Nuova Zelanda
L’Europa nei mari del Sud
A metà Ottocento gli europei in Nuova Zelanda erano un migliaio, e trecentomila gli indigeni maori. Oggi l’arcipelago ha un aspetto che si potrebbe definire europeo: la popolazione è di origine britannica, il suo stile di vita è assai vicino a quello europeo, le sue città sembrano trasferite dalla Scozia, anche se si trovano all’altro capo del mondo
Due grandi isole (del Nord e del Sud) e altre minori formano nel Pacifico sudoccidentale l’arcipelago della Nuova Zelanda, disposto alla stessa latitudine dell’Italia, cui somiglia un po’ anche come forma. Il clima, però, è molto più umido e il paese (specie nelle aree montane, che arrivano a 3.764 m) è ricoperto di foreste e di praterie dove pascolano enormi greggi. L’Isola del Nord è inoltre ricca di fenomeni vulcanici (geysers). È scarsamente popolata: Maori e Polinesiani sono un quinto del totale e i discendenti dei coloni britannici vivono soprattutto in città; la capitale Wellington ha 340.000 abitanti, più o meno quanto le altre città principali, Auckland e Christchurch. Il paese ha conosciuto di recente un notevole sviluppo economico e sociale grazie agli sforzi di modernizzazione e di integrazione internazionale attuati dai governi. Prodotti dell’allevamento e legname sono le principali risorse, ma non mancano le industrie. È soprattutto il settore terziario a essere sviluppato, sostenuto da un tenore di vita decisamente europeo.

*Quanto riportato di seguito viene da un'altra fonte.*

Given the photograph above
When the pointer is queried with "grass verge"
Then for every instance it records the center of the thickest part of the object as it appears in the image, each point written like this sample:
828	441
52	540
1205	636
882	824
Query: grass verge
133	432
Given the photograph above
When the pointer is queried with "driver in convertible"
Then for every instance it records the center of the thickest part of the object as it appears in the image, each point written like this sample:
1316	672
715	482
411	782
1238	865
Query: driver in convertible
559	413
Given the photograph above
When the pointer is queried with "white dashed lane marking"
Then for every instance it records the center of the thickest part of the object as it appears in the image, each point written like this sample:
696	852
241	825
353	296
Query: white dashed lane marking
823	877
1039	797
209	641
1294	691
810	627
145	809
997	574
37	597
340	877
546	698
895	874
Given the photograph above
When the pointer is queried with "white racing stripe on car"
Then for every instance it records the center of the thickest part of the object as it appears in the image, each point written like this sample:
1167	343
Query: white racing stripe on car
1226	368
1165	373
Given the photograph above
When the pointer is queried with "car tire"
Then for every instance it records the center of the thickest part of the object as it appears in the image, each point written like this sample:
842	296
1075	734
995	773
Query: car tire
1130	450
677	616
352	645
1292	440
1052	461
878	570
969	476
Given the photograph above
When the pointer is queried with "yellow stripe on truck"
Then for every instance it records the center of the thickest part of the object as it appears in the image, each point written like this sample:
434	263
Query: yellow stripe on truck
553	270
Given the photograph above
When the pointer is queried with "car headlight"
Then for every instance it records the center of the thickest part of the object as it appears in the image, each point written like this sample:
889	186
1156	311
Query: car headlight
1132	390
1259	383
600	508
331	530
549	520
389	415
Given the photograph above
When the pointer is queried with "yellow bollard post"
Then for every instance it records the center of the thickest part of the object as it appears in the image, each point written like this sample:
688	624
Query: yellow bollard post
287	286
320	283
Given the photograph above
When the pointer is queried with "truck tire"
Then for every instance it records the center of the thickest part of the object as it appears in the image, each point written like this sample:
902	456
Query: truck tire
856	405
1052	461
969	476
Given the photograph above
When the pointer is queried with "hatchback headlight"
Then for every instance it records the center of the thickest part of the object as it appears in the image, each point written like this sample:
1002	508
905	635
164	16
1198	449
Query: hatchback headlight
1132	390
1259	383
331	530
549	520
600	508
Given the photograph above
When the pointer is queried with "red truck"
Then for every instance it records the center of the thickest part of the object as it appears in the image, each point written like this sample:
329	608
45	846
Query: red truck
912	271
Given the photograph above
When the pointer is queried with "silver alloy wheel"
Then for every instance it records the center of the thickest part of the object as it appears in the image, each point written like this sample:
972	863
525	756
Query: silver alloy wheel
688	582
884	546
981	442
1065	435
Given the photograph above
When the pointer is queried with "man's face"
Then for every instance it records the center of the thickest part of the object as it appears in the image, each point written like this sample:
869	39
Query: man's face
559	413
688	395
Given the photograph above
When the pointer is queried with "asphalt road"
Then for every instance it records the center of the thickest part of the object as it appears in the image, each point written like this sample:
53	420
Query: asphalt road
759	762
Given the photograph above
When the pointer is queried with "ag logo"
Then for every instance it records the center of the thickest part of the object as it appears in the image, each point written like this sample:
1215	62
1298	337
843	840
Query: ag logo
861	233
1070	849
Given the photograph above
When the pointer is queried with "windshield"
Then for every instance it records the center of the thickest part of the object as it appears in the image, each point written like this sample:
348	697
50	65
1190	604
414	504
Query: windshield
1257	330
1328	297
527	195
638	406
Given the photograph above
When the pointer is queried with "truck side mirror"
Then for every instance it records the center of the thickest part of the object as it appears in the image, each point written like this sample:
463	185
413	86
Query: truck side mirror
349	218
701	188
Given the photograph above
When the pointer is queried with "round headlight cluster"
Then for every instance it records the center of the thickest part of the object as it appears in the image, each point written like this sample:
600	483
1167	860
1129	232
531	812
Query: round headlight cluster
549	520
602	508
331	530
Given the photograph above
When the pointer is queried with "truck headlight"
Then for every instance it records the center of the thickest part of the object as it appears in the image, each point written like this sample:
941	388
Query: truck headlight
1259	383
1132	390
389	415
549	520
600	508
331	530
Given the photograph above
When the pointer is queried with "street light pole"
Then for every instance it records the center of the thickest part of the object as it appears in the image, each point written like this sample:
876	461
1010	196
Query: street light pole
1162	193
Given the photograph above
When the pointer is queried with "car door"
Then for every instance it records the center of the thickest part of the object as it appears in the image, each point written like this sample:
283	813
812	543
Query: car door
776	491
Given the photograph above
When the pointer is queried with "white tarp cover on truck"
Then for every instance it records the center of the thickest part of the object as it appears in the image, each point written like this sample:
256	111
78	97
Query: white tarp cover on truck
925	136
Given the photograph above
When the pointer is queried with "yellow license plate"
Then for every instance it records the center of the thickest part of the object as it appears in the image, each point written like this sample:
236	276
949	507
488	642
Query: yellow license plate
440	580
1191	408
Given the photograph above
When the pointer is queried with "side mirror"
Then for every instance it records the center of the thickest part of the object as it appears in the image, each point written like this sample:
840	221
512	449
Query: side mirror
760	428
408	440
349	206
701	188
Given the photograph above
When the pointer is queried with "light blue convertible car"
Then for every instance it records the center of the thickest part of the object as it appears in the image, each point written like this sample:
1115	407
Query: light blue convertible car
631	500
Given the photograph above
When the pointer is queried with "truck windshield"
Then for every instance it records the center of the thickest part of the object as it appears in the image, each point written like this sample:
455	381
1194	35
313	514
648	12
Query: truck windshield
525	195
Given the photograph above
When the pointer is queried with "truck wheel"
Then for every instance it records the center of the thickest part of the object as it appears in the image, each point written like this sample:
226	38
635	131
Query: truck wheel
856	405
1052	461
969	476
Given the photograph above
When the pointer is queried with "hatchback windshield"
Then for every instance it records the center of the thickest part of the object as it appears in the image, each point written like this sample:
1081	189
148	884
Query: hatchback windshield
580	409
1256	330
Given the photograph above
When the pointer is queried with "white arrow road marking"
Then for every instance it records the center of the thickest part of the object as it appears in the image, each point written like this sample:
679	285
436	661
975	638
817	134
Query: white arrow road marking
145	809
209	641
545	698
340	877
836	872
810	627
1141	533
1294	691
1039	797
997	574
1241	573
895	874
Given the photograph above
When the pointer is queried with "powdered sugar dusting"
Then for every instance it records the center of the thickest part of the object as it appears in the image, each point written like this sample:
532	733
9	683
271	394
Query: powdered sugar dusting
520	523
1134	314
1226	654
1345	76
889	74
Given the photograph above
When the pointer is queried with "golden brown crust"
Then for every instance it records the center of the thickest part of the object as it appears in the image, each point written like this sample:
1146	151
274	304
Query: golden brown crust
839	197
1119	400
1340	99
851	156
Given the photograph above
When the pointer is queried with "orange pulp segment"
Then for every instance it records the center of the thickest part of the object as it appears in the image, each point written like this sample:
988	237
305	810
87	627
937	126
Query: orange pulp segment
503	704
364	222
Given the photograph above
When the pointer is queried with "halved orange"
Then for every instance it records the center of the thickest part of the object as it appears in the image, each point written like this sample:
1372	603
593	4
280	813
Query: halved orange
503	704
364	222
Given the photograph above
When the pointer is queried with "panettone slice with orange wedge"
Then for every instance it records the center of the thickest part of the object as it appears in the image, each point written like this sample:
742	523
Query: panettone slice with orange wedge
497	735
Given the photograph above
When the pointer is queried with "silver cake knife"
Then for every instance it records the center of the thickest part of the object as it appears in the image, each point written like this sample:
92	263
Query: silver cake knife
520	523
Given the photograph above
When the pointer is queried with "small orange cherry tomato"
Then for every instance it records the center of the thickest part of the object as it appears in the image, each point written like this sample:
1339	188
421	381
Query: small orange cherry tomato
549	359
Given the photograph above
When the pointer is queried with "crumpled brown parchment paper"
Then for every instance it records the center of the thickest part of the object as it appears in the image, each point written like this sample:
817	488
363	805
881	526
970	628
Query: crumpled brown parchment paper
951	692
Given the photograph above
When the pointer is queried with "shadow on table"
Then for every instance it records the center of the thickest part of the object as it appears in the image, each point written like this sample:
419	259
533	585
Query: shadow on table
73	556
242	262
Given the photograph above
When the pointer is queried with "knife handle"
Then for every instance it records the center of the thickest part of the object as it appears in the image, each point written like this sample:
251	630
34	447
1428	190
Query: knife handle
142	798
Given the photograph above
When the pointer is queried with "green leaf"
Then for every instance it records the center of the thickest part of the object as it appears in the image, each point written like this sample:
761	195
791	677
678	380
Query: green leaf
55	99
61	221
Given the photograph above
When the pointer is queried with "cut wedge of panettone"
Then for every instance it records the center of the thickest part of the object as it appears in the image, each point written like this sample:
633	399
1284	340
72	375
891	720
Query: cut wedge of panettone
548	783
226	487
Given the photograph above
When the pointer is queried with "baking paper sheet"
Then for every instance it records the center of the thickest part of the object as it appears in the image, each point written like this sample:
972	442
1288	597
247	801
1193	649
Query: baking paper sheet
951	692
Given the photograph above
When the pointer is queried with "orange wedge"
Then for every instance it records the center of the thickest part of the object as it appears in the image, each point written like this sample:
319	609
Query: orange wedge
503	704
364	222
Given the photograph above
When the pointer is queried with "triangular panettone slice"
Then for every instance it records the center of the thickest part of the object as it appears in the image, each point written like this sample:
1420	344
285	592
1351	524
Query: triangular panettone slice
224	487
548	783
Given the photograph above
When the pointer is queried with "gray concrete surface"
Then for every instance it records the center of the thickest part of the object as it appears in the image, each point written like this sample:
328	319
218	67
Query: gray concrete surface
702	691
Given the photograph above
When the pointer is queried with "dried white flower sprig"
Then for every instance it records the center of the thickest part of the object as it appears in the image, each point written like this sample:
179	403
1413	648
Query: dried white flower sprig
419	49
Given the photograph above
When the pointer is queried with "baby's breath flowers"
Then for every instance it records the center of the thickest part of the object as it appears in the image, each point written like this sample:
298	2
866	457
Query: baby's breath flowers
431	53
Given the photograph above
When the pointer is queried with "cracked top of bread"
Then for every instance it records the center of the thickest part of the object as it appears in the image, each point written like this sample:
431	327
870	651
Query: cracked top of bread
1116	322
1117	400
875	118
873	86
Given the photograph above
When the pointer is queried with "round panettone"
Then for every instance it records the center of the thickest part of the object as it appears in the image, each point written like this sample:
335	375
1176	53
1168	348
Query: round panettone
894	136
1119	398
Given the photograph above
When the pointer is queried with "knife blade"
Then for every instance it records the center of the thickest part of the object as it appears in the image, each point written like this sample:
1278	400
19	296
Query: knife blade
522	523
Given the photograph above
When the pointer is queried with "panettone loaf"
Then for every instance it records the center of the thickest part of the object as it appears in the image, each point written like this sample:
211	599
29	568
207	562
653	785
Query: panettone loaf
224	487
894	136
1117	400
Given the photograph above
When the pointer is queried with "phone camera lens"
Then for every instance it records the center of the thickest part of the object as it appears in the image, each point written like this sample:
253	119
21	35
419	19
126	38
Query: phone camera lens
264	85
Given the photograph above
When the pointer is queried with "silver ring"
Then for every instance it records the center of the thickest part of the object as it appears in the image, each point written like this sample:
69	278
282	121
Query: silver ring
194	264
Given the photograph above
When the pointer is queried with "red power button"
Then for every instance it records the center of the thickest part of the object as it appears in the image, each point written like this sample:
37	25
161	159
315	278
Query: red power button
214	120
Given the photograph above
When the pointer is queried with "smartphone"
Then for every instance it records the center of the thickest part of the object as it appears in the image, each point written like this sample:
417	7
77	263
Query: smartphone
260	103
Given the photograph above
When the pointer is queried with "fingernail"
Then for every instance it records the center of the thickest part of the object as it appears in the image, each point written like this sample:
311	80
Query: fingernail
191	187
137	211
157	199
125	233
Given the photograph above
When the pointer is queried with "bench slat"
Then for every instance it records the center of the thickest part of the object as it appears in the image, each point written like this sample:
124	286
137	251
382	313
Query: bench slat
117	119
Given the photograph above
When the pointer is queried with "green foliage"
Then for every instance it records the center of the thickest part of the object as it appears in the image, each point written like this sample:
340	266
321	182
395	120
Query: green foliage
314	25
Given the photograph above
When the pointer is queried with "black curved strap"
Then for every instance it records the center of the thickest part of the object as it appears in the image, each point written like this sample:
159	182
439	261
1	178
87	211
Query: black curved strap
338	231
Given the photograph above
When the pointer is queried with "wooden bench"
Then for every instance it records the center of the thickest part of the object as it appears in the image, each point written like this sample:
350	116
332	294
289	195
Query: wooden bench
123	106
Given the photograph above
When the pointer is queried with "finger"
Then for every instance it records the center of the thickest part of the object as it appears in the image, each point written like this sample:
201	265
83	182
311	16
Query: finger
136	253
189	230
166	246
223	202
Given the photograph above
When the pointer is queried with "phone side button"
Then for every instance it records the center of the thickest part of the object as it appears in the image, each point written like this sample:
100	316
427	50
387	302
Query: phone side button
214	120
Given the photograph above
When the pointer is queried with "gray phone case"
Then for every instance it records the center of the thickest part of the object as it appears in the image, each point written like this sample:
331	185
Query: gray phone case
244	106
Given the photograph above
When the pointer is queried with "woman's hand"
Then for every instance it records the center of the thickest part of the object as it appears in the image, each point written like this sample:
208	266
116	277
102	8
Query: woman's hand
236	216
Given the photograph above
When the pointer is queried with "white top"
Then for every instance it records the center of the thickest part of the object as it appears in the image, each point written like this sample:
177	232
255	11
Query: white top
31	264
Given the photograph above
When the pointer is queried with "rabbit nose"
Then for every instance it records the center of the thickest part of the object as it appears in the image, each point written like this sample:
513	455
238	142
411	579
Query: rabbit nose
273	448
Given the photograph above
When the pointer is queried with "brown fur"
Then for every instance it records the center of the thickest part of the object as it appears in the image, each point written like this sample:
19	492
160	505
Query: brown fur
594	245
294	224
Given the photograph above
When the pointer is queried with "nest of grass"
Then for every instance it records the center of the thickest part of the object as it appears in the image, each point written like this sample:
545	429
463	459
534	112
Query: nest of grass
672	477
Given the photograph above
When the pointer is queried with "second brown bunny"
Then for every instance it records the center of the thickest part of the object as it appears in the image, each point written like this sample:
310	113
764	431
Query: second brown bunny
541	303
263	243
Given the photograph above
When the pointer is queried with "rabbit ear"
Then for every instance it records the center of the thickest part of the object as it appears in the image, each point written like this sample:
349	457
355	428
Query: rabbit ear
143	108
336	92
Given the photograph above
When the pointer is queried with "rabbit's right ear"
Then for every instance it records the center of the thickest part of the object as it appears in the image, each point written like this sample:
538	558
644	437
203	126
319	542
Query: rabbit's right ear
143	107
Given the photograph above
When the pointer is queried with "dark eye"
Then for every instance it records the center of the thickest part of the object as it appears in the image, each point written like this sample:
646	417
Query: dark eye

Abitata in origine da popolazioni autoctone, la Nuova Zelanda fu raggiunta nel 14° secolo da una seconda ondata di Maori, un popolo originario della Polinesia che diede vita a una organizzazione sociale di tipo tribale, gerarchizzata e dedita all’agricoltura. Fu quindi ‘scoperta’ dal navigatore olandese Abel Tasman (1642) e poi esplorata dall’inglese James Cook (1769-72), che ne prese possesso in nome della Corona britannica. Ebbe allora inizio l’occupazione del paese, che incontrò la resistenza degli indigeni. Il 1840 segna una data storica in questo processo. In quell’anno, infatti, i Maori e i Britannici firmarono il trattato di Waitangi, che riconosceva agli indigeni il possesso delle loro terre e alla Gran Bretagna la sovranità sul paese. Nonostante questo accordo, ancora per tre decenni continuarono gli scontri tra i coloni e i Maori, che furono quasi del tutto sterminati. Tra il 1852 e il 1853 la Nuova Zelanda divenne una colonia autonoma e fu dotata di organi rappresentativi. Tra il 19° e il 20° secolo i liberali al potere (1889-1911) introdussero importanti riforme sia sul piano politico sia in materia di legislazione economica e sociale. I rapporti con la madrepatria furono ridefiniti nel 1907, quando la Nuova Zelanda ottenne lo statuto di dominion, e poi nel 1931, quando raggiunse la piena indipendenza nell’ambito del Commonwealth.
Per tutto il 20° secolo, e fino a oggi, il sistema politico della Nuova Zelanda ha manifestato una forte stabilità, con la sostanziale alternanza al governo dei conservatori e dei laburisti (1911-49) e poi, di questi ultimi e del Partito nazionale (dal 1949 a oggi). Decisiva è stata l’esperienza di governo dei laburisti negli anni Trenta e Quaranta, che ha dotato il paese di salde strutture di Stato sociale (Welfare State), in varia misura ridimensionate però dal Partito nazionale, soprattutto nel corso degli anni Novanta. La reazione a questo ridimensionamento ha riportato i laburisti al potere alla fine del secolo.